The shutdown ran 43 days and ended when a continuing resolution was signed to fund government operations through January 30, allowing furloughed federal employees to return to work and start receiving back pay. Some 42 million Americans who depend on federal nutrition assistance saw their benefits resume, and service members who went without timely pay will be made whole. The reopening eases immediate hardship, but the damage from the shutdown still matters for taxpayers and the broader economy.
At the signing, President Trump emphasized the recovery and pushed back on the politics behind the stoppage. He said, “The country has never been in better shape. We went through this short-term disaster with the Democrats because they thought it would be good politically. It’s an honor now to sign this incredible bill and get our country working again.” The message was clear: the White House framed the deal as an end to a politically driven interruption and a step toward stabilizing the nation.
Officials running the administration have tried to put a number on the cost of the so-called Schumer Shutdown, with economic advisers pointing to steep, measurable losses. Kevin Hassett, the director of The National Economic Council, told reporters at the White House the shutdown cost American taxpayers around $15 billion per week and totaled around $92 billion, and he said the pause shaved roughly 1 to 1.5 percent off growth while costing about 60,000 private-sector jobs. Those figures underscore that shutdowns are not just political theater; they transfer very real bills to households, employers, and future budgets.
Kevin Hassett also addressed general concerns about the economy and sought to reassure critics that policy moves were working to reverse the negative trends created earlier. He argued that policy changes have already slowed inflationary pressures and helped incomes rise, framing administration efforts as corrective after prior mistakes. The goal, according to those briefings, is to keep the economy on a steady course while policymakers fix the structural problems caused by years of poor decisions.
The first thing that we’ve done stopped the runaway inflation. The second thing we’ve done is we’ve pushed policies that have caused incomes to grow a lot. But we understand that people understand, as people look at their pocketbooks to go to the grocery store, that there’s still work to do.
🚨 JUST IN: The White House unveils the amount of DAMAGE done by the Schumer Shutdown
– Cost Americans $15 BILLION PER WEEK
– 5.2 MILLION airline passengers impacted
– 1.4 million federal workers went unpaid
– 42 million lost SNAP benefitsNEVER forget what Democrats did.
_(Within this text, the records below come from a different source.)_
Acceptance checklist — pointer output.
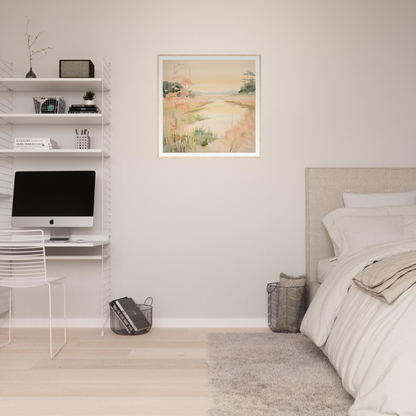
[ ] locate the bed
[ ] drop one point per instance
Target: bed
(370, 343)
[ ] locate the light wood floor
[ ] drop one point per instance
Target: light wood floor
(162, 373)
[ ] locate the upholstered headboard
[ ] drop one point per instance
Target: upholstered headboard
(324, 189)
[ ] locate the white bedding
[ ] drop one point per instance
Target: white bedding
(371, 344)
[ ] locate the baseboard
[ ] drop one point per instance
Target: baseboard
(210, 323)
(157, 323)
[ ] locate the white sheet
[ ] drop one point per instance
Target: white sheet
(371, 344)
(325, 267)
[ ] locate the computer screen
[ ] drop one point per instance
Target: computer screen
(53, 199)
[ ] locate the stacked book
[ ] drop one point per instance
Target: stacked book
(130, 315)
(35, 144)
(83, 109)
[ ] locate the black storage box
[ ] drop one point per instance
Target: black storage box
(75, 68)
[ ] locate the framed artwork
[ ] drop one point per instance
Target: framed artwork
(209, 105)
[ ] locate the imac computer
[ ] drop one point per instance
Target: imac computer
(54, 199)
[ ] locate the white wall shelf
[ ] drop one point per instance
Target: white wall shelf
(84, 153)
(80, 257)
(52, 84)
(61, 119)
(12, 123)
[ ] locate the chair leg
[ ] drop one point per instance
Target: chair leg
(10, 319)
(50, 321)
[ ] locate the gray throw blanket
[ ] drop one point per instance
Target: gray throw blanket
(389, 278)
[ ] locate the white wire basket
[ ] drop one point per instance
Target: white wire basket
(82, 141)
(49, 105)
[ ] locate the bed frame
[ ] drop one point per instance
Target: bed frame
(324, 189)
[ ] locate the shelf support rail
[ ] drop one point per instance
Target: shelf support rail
(106, 191)
(6, 170)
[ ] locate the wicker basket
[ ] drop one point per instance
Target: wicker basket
(281, 318)
(117, 326)
(49, 105)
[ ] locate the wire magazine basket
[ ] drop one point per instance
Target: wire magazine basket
(119, 328)
(286, 307)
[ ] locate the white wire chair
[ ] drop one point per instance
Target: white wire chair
(23, 265)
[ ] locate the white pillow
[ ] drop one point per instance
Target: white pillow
(331, 221)
(325, 267)
(352, 233)
(379, 200)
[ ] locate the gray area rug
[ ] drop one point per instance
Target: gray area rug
(272, 374)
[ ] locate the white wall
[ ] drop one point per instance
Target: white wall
(204, 236)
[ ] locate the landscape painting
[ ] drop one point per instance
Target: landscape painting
(209, 106)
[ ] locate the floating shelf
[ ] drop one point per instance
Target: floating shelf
(94, 153)
(52, 84)
(86, 257)
(52, 118)
(75, 244)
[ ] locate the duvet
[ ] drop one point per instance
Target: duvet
(371, 344)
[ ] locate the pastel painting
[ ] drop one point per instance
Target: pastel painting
(209, 106)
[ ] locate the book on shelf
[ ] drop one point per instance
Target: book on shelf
(82, 108)
(133, 314)
(121, 317)
(35, 144)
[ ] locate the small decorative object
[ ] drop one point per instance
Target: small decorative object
(72, 68)
(82, 141)
(209, 105)
(30, 42)
(89, 98)
(49, 105)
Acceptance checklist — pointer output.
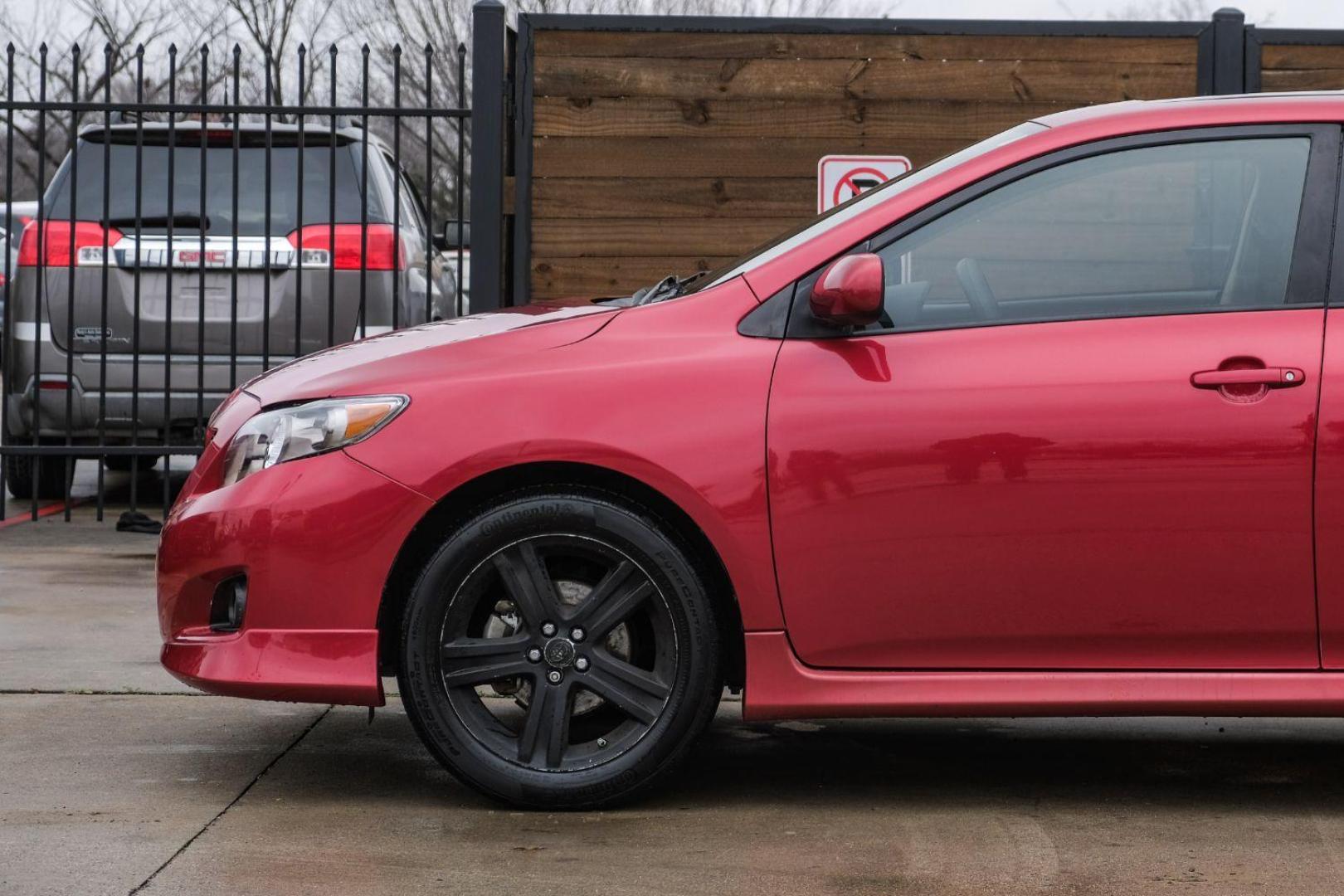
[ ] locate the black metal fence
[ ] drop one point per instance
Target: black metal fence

h/t… pic.twitter.com/COeelYe1YY
— Nick Sortor (@nicksortor) November 13, 2025
From a conservative standpoint, the shutdown was an avoidable injury imposed on ordinary Americans by partisan maneuvering and by a Democratic leadership that thought it scored political points. Democrats’ choice to weaponize programs like SNAP and delay benefits for millions of vulnerable people showed how quickly governing can be subordinated to political gamesmanship. Meanwhile, the White House framed the new funding as a reset to undo four years of bad policy and to get people and the economy moving again.
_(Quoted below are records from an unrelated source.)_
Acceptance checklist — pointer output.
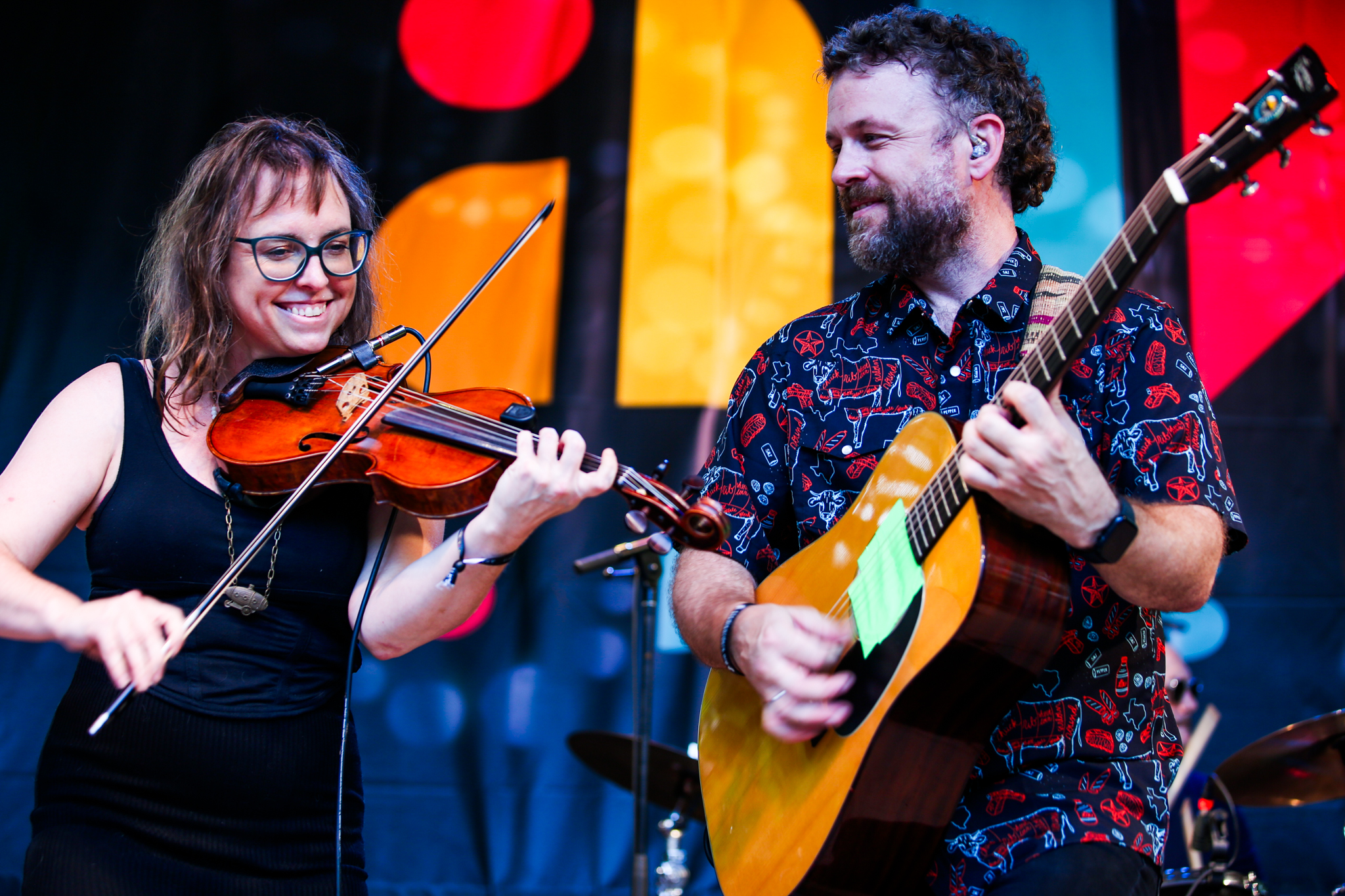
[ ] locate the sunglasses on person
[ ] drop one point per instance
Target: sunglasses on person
(1178, 688)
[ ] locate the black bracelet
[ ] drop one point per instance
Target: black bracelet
(463, 561)
(724, 639)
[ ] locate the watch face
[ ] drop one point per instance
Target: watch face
(1122, 534)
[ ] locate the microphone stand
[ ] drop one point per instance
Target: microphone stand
(646, 554)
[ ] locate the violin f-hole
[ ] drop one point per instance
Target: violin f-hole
(330, 437)
(518, 413)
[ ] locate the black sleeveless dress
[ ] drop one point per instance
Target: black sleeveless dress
(222, 778)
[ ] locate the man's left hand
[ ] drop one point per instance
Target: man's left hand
(1043, 471)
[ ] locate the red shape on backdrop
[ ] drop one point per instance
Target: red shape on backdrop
(1259, 264)
(493, 54)
(479, 616)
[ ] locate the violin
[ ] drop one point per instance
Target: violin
(430, 454)
(288, 425)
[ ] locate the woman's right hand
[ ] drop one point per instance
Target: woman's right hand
(132, 634)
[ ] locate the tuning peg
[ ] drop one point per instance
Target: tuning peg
(692, 486)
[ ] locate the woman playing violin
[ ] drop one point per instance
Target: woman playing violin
(222, 779)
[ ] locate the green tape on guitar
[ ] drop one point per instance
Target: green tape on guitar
(887, 582)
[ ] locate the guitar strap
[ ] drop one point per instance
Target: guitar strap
(1055, 288)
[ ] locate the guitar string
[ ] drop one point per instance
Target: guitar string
(944, 485)
(947, 481)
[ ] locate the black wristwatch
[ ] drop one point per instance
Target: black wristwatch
(1113, 542)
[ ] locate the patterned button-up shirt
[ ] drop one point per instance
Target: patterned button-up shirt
(1088, 752)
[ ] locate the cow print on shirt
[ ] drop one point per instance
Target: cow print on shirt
(816, 409)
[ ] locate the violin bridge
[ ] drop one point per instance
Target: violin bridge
(245, 599)
(353, 394)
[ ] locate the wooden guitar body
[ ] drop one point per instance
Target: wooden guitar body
(862, 809)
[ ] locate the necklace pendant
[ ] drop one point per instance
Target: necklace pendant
(245, 599)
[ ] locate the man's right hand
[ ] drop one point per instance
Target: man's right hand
(785, 651)
(128, 633)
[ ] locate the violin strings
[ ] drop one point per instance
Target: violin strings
(483, 425)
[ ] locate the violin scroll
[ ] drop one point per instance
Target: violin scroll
(690, 521)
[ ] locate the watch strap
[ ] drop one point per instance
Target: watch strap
(1115, 539)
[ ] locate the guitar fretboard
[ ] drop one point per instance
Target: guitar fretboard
(1044, 364)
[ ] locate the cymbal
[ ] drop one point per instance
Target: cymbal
(1302, 763)
(673, 774)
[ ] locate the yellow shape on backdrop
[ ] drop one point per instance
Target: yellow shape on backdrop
(730, 202)
(439, 241)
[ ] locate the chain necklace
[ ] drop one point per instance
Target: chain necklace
(241, 597)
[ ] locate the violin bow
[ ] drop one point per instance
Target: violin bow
(255, 547)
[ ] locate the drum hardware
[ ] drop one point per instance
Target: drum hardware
(673, 782)
(1210, 882)
(646, 553)
(1298, 765)
(673, 874)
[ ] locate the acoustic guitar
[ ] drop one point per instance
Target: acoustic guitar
(862, 807)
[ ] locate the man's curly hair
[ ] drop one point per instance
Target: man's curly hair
(975, 72)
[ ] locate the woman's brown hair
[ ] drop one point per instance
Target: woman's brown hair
(187, 314)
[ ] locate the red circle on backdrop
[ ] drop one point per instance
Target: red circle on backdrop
(493, 54)
(479, 616)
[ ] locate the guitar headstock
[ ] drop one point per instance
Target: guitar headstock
(1292, 97)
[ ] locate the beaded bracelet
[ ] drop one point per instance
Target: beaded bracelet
(724, 639)
(463, 561)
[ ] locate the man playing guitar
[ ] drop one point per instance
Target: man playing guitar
(940, 137)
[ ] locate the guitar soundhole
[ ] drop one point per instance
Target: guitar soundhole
(872, 673)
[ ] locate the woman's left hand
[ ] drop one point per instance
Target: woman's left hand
(540, 484)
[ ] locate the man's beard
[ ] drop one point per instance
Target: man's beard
(923, 230)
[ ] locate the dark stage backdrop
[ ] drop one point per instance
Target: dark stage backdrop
(470, 786)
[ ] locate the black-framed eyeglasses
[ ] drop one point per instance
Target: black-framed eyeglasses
(1178, 688)
(283, 258)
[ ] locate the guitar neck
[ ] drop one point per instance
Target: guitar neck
(1046, 363)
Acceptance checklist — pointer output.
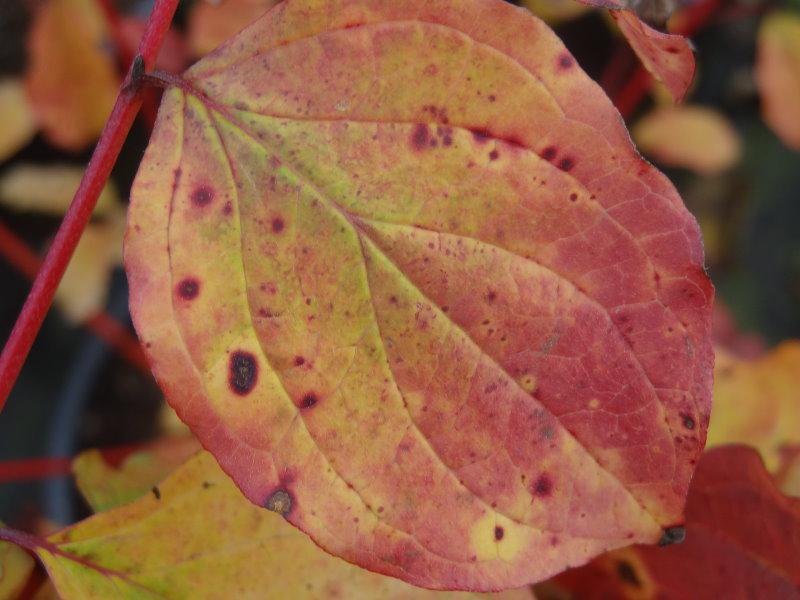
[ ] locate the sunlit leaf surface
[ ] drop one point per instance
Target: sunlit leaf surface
(401, 270)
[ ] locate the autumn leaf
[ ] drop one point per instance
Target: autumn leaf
(71, 80)
(742, 541)
(212, 23)
(195, 536)
(105, 486)
(668, 57)
(400, 269)
(778, 74)
(83, 290)
(16, 565)
(555, 11)
(693, 137)
(17, 122)
(757, 402)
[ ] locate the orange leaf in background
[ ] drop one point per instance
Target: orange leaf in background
(210, 23)
(757, 401)
(71, 79)
(742, 541)
(778, 75)
(195, 536)
(400, 268)
(668, 57)
(105, 486)
(694, 137)
(17, 121)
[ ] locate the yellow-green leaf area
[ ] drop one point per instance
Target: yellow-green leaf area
(400, 269)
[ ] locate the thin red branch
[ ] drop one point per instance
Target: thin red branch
(43, 467)
(105, 155)
(125, 55)
(103, 325)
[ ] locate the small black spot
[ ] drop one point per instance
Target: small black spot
(549, 153)
(566, 164)
(280, 502)
(627, 574)
(202, 196)
(189, 288)
(420, 137)
(672, 535)
(309, 400)
(243, 372)
(543, 486)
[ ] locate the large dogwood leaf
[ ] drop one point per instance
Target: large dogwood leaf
(742, 541)
(400, 269)
(195, 536)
The human costs were immediate: delayed paychecks, frozen benefits, and uncertainty for businesses that make hiring and investment decisions based on stability. Beyond the headline numbers, the disruption hit family budgets, chilled small business plans, and created avoidable administrative burdens across state and federal agencies that taxpayers will ultimately have to pay to fix. Lawmakers now face the hard political fact that shutdowns are costly and painful for the people they serve, and that fiscal standoffs leave lasting scars on confidence and growth.